Nasdaq has filed a form on behalf of BlackRock, one of the largest asset management firms with over $9 trillion in assets under management, to seek SEC approval for a proposed ETF called the iShares Ethereum Trust. This move indicates BlackRock’s intention to expand its offerings beyond Bitcoin and venture into the world of Ethereum. The firm has already established a corporate entity named iShares Ethereum Trust in Delaware, further solidifying its commitment to the crypto space. In addition to BlackRock, several other firms, including VanEck, ARK 21Shares, Invesco, Grayscale, and Hashdex, are also seeking SEC approval for spot Ether (ETH) ETFs, showcasing the growing interest in cryptocurrencies and blockchain technology.
U.S. Representatives Zach Nunn and Abigail Spanberger have introduced the Creating Legal Accountability for Rogue Innovators and Technology Act of 2023, also known as the CLARITY Act. The legislation aims to prohibit federal government officials from conducting business with Chinese blockchain companies and using the underlying networks of Chinese blockchain or cryptocurrency trading platforms. The act specifically targets government transactions with iFinex, the parent company of USDT issuer Tether, as well. The CLARITY Act reflects ongoing efforts to establish regulatory frameworks and enhance accountability within the rapidly evolving crypto industry.

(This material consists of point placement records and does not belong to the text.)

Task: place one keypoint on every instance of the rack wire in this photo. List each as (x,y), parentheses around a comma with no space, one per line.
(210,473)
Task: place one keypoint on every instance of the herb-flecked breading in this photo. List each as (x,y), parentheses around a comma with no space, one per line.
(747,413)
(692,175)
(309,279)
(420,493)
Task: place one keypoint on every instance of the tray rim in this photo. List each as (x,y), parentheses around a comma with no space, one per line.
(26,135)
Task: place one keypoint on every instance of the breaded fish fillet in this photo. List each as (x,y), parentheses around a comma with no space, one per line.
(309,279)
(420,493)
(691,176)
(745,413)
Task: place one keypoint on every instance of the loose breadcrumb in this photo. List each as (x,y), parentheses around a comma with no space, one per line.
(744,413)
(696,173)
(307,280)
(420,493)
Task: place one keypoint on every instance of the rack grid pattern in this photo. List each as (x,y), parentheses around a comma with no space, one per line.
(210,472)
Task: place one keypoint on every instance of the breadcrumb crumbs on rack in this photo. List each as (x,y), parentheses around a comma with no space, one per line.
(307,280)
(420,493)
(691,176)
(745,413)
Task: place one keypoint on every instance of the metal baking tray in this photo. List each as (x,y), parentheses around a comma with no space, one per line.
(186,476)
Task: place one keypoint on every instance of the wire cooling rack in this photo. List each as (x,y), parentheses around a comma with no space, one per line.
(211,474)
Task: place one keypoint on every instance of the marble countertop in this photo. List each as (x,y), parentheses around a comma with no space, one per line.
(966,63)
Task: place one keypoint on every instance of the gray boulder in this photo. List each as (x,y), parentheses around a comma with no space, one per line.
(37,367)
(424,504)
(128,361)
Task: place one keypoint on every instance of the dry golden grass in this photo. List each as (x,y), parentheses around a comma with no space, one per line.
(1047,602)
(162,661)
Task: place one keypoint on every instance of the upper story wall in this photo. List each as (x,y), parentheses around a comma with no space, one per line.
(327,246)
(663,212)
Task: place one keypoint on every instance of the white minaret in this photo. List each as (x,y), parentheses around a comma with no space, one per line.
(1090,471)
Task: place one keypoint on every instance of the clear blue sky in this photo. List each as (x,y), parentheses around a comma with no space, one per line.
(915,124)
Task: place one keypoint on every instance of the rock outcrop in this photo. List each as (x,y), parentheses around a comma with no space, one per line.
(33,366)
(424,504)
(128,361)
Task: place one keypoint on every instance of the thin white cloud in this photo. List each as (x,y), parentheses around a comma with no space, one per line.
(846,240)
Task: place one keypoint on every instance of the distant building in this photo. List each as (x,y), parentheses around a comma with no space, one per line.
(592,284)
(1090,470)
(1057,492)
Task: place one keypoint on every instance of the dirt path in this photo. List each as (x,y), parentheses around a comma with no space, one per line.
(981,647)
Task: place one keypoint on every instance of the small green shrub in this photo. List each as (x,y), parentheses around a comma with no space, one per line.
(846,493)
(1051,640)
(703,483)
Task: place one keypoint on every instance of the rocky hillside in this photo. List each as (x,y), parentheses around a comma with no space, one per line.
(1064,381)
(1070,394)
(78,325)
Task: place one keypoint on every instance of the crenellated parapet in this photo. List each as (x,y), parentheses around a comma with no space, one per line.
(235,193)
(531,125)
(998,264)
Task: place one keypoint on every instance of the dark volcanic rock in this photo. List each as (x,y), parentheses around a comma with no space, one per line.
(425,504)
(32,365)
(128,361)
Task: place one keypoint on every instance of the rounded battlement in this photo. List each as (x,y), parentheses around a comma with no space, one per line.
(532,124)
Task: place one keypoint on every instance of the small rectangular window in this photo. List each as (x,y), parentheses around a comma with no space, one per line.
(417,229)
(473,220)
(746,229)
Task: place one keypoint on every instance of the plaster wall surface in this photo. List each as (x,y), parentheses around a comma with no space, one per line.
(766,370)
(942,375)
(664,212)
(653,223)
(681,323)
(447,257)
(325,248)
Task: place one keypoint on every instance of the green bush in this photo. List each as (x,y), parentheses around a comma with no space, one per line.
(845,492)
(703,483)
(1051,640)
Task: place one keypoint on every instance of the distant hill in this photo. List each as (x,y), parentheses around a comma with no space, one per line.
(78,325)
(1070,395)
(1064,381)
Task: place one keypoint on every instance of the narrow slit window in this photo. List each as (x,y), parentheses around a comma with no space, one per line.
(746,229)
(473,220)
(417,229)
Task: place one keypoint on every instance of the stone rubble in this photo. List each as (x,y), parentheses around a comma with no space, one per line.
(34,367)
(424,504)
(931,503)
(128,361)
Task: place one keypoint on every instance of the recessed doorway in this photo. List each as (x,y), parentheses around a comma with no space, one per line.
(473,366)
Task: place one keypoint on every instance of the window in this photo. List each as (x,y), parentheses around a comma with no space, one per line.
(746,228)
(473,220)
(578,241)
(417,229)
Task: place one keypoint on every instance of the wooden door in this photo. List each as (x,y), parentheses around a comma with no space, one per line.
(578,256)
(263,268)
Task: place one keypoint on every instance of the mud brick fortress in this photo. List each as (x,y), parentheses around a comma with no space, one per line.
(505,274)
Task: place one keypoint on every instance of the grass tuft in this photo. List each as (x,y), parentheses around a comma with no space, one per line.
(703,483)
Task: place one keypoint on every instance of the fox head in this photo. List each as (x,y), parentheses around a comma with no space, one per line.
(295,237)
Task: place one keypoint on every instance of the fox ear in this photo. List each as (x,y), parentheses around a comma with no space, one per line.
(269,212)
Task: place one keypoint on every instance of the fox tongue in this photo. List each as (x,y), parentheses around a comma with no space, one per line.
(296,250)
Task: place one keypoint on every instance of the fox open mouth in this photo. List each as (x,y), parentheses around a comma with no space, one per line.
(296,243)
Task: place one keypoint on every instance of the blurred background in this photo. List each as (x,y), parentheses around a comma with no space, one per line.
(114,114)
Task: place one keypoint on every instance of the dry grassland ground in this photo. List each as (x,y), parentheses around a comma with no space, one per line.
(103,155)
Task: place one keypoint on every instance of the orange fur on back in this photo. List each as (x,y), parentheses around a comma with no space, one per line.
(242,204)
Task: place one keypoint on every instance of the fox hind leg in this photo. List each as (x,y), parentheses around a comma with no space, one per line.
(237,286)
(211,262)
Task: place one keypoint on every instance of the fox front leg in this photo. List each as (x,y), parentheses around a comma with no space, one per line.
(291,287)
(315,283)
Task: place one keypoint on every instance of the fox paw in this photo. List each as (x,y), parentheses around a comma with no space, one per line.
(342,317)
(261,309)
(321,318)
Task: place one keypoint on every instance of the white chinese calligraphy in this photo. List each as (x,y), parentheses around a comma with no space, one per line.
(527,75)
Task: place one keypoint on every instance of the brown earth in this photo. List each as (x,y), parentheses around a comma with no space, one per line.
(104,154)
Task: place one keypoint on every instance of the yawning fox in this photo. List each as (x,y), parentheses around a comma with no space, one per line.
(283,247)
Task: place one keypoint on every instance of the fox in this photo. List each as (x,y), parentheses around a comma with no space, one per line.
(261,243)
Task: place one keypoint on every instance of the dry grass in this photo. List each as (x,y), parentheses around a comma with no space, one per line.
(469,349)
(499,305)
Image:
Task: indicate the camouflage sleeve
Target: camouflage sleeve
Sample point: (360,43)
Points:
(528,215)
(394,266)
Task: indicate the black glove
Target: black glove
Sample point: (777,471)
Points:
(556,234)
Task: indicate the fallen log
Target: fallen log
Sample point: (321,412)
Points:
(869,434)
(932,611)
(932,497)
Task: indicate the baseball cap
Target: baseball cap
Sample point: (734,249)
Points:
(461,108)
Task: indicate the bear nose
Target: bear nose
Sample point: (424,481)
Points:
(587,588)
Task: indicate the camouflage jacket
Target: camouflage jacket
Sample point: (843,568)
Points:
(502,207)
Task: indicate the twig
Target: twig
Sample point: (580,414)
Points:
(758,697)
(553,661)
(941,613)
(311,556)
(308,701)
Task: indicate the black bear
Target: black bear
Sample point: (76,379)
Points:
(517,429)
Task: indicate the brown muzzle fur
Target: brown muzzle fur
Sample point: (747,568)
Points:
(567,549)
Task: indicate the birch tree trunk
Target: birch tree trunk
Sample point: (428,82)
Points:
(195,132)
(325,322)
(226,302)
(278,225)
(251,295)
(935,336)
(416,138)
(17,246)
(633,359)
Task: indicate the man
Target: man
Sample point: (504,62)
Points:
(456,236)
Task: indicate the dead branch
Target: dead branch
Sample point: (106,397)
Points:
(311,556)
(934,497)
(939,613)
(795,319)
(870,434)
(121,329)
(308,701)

Forty-seven national governments have collectively pledged to swiftly adopt the Crypto-Asset Reporting Framework (CARF) into their domestic law systems. Developed in response to a mandate from the G20, CARF aims to facilitate the automatic exchange of information between tax authorities regarding cryptocurrency and digital asset transactions. The framework requires reporting on the type of transaction, whether facilitated through an intermediary or a service provider. The signatories of this commitment intend to activate information exchange agreements by 2027, demonstrating a global push for increased transparency and regulation in the crypto market.
The European Banking Authority (EBA), the watchdog for banking activities within the European Union, has put forth new guidelines for stablecoin issuers. The proposed guidelines focus on setting minimum capital and liquidity requirements for stablecoin issuers. According to the EBA, stablecoin issuers must provide a fully redeemable stablecoin backed by a currency at par with investors. The aim of these liquidity guidelines is to subject stablecoin issuers to stress tests that will reveal any potential shortcomings or lack of liquidity within their operations. The EBA’s proactive approach reflects the need for robust oversight and regulation to ensure the stability and long-term viability of stablecoins.
The crypto industry is experiencing significant developments in various areas, including the potential approval of spot Bitcoin ETFs, the expansion of crypto offerings by major asset management firms like BlackRock, regulatory initiatives such as the CLARITY Act, global commitments to enhance transparency through the Crypto-Asset Reporting Framework, and guidelines proposed by the EBA for stablecoin issuers. These developments reflect the growing maturity of the crypto market and the increasing recognition of the need for regulatory frameworks to foster trust and stability in this evolving industry.